Steve Forbert’s new album ‘Magic Tree,’ recorded in Meridian (his birthplace in Mississippi), Nashville, New York, New Jersey and Virginia, is a collection of his own songs and the music loses nothing in its quality of production despite the country wide recording venues. Throughout the album his folk roots shine clear, as does his song writing ability honed over his forty years in the music industry.
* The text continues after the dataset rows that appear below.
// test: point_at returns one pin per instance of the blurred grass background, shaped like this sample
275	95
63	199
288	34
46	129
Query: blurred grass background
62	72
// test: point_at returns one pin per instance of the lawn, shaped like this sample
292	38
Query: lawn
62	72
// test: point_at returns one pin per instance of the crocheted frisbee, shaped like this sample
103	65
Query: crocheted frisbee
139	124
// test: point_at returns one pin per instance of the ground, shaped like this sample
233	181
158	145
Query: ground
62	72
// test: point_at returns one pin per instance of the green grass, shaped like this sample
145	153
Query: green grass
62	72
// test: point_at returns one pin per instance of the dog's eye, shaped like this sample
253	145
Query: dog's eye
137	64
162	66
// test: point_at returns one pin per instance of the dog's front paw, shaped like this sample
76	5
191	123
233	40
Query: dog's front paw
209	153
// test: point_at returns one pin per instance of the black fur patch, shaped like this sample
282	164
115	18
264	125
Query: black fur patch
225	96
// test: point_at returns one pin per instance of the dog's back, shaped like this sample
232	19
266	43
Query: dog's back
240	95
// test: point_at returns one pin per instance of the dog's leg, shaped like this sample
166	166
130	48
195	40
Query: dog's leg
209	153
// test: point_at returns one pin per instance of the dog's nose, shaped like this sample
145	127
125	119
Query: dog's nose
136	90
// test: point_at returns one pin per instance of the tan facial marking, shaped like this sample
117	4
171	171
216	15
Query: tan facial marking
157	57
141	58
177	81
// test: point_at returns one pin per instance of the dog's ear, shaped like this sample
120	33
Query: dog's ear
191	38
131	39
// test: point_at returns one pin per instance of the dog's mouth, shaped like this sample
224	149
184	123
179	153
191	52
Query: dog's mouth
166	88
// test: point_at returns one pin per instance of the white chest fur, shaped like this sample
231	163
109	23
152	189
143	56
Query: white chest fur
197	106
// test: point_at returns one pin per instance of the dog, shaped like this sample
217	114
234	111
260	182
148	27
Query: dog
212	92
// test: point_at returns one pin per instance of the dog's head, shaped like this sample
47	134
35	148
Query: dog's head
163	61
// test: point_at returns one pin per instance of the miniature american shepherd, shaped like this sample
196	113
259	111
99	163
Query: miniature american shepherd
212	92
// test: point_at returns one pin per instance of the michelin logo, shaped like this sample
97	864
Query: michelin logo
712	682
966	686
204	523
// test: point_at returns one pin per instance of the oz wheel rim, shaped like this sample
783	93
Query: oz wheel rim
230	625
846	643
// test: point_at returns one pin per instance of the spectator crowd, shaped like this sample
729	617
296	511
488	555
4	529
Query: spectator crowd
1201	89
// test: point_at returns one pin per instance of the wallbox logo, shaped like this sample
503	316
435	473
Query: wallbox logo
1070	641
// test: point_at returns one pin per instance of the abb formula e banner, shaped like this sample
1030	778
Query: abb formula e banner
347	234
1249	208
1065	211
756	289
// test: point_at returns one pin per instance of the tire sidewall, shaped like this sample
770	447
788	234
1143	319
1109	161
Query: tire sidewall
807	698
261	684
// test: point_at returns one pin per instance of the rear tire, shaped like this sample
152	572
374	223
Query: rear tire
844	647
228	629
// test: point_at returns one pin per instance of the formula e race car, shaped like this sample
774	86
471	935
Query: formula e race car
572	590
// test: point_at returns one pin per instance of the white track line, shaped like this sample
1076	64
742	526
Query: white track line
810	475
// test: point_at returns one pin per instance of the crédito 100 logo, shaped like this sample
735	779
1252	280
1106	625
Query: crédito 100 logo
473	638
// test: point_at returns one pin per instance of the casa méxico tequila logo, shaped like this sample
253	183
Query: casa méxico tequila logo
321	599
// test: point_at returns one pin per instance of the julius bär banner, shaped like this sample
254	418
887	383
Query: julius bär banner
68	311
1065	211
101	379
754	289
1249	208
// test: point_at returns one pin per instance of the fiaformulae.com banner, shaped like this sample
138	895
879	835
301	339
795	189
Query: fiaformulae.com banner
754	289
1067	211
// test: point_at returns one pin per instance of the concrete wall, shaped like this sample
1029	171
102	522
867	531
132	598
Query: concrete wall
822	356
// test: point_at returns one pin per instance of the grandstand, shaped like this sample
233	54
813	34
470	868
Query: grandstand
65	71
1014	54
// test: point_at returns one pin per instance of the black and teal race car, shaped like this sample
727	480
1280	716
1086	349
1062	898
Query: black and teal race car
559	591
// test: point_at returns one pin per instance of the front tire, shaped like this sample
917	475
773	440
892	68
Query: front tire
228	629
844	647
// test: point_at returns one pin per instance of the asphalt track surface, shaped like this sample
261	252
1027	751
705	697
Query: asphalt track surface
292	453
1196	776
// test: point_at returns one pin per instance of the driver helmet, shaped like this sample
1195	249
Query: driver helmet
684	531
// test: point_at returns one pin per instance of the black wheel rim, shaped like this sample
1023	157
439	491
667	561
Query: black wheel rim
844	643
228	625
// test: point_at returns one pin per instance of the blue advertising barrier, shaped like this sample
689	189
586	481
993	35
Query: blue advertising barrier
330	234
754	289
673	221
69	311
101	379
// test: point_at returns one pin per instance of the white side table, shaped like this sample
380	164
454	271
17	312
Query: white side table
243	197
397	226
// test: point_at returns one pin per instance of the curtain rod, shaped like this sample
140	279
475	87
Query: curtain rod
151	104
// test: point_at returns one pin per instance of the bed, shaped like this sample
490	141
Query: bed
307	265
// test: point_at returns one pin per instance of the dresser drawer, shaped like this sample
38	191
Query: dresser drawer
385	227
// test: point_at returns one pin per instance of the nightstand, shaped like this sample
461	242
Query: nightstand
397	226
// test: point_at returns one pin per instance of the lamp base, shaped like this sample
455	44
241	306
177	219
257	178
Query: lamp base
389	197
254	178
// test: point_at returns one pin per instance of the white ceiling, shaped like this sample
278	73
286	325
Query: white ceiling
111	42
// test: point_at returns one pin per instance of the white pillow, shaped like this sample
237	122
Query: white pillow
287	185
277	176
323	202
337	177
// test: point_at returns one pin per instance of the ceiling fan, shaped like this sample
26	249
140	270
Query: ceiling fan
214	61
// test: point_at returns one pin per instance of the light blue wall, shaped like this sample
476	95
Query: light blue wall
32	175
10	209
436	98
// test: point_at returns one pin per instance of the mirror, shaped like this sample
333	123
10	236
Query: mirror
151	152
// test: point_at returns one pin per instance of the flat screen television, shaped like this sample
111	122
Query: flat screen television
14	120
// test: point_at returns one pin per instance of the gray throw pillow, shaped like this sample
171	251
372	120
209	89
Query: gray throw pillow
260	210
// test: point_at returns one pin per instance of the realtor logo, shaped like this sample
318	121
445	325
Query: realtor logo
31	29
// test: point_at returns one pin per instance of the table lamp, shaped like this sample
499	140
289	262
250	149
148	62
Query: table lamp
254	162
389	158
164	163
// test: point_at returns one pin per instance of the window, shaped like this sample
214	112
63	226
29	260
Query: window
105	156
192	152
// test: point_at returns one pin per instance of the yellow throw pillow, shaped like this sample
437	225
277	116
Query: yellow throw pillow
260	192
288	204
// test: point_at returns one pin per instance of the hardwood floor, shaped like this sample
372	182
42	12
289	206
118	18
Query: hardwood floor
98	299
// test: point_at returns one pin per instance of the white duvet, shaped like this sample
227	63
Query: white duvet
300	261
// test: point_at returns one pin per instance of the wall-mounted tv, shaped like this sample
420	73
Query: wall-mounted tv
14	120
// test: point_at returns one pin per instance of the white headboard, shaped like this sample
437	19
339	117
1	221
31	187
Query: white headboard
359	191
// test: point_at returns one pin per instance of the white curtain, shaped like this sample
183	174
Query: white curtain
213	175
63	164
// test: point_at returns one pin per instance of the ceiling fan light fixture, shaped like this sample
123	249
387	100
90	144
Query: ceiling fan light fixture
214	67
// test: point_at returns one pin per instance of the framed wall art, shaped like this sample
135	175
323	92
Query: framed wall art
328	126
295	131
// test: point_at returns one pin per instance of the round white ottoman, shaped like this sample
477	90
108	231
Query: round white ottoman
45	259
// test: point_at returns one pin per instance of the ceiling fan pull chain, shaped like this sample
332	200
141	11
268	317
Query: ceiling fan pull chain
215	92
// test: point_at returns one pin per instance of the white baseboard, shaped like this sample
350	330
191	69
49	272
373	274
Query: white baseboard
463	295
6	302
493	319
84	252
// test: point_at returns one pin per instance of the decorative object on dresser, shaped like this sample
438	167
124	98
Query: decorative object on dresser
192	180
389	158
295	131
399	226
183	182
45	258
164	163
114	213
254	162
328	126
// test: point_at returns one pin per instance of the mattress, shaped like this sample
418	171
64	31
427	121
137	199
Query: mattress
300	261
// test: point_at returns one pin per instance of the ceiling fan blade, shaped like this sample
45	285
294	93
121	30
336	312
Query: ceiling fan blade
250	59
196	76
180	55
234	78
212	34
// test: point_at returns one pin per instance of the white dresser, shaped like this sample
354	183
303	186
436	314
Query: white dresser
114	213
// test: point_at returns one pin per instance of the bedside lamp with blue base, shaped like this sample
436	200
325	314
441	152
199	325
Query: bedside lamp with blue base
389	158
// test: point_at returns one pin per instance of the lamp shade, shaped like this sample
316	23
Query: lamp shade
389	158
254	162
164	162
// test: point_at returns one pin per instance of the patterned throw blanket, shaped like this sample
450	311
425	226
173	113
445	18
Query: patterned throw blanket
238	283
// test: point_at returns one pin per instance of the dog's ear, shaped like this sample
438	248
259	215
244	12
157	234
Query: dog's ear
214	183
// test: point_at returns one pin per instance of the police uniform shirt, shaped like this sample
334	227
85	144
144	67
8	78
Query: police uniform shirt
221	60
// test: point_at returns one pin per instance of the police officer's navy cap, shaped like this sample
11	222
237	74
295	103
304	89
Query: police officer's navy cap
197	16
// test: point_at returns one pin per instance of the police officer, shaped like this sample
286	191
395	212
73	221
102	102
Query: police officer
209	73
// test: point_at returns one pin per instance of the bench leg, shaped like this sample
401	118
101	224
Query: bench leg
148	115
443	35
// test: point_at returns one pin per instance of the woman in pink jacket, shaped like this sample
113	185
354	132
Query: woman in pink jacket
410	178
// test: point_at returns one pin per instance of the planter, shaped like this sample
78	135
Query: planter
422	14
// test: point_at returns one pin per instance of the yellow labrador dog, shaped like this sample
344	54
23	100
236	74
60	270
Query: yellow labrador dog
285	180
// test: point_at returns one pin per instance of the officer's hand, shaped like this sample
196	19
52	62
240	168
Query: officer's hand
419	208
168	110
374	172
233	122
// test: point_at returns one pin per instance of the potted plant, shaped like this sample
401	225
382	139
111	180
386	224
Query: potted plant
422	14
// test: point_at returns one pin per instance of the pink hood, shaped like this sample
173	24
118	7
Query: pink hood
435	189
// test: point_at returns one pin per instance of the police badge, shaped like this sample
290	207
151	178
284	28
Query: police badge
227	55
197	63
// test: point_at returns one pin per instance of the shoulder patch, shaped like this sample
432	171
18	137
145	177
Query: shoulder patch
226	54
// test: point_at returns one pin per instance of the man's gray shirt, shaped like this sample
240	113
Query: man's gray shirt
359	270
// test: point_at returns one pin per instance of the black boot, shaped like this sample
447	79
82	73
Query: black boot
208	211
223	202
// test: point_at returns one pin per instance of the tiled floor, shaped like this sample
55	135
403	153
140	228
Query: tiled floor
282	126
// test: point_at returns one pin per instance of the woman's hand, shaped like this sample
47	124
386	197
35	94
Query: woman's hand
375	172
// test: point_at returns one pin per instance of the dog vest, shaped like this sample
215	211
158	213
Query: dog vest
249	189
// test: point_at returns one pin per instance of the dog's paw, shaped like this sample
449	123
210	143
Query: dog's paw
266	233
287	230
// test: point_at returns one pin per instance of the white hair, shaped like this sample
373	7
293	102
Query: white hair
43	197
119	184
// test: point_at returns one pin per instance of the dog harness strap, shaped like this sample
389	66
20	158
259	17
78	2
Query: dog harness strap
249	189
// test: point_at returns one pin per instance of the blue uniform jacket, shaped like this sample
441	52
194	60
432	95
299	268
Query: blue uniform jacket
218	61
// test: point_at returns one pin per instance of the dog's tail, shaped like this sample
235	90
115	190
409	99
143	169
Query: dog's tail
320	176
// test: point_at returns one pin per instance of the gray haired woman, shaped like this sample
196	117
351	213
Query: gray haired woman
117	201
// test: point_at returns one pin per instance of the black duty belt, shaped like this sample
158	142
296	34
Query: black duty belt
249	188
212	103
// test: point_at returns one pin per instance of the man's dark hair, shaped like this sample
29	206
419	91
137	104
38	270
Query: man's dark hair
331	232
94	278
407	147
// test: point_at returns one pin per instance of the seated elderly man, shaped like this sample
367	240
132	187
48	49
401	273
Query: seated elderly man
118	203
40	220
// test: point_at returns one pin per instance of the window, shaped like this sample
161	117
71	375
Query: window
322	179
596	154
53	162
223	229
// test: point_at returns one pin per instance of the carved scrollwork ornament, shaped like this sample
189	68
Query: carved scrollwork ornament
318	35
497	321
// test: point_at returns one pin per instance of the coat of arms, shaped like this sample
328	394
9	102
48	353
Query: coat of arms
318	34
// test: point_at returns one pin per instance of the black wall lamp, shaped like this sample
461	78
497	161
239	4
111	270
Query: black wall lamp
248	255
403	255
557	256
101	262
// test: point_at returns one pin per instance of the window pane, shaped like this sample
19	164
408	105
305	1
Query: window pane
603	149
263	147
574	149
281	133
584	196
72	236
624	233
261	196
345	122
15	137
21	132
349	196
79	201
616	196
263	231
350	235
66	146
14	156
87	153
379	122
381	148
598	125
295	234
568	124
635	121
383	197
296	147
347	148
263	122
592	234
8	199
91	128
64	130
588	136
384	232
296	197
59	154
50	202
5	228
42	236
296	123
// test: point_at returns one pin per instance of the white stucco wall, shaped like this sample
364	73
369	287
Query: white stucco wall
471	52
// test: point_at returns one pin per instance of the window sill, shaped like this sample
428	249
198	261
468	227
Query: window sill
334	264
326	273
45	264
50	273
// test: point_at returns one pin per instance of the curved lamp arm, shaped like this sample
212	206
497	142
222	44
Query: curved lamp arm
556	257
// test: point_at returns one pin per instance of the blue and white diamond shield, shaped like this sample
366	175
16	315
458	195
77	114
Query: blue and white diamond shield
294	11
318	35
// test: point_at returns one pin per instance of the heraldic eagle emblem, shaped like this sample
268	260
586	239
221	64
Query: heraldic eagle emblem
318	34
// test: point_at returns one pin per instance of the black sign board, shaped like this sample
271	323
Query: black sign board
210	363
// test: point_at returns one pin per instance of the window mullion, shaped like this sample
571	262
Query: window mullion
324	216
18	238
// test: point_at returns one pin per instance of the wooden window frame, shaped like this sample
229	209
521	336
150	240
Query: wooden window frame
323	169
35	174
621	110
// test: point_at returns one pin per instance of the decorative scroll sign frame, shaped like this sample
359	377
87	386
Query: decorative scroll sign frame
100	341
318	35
The twelve tracks on this album are taken from demos and written by Forbert with an acknowledgment to Robert Johnstone on track eleven, ‘Only You.’ There are two versions of the title track, ‘The Magic Tree’ which will undoubtedly lead to arguments about which is the better: the polished production of version 1 or the bare bones version 2, which is my personal preference, lending itself to the way Forbert probably intended it to sound when writing it. The remaining tracks cover his loves found and lost and his slightly wheezy voice carries the emotion in songs ‘Tryna Let it Go’ and ‘Looking At the River In The Rain’ which is surprisingly catchy despite it theme of lost love.
Not all of the album is so downbeat; there are tracks that remain very lively, such as ‘Carolina Blue Sky Blues’ which should get you toe tapping as you listen. Not all of the songs hit the mark though. ‘Movin’ Through America’ sounds as if it’s the original demo recording, featuring Forbert vocals and guitar alone. The final track ‘The Music of The Night’ should not be confused with any song from a musical, being an accomplished tribute to a musician leaving the big city and returning to his past – great track but not my favourite.
‘Only You (And Nobody Else)’ is the standout track; it captures a lively lyric with “it’s cold and it’s raining outside” being his tribute to Robert Johnstone’s ‘Come Into My Kitchen,’ a classic historic blues hit.
Overall a good album and with Forbert playing a few gigs in the UK in January and February next year, the opportunity to hear him play live should not be missed.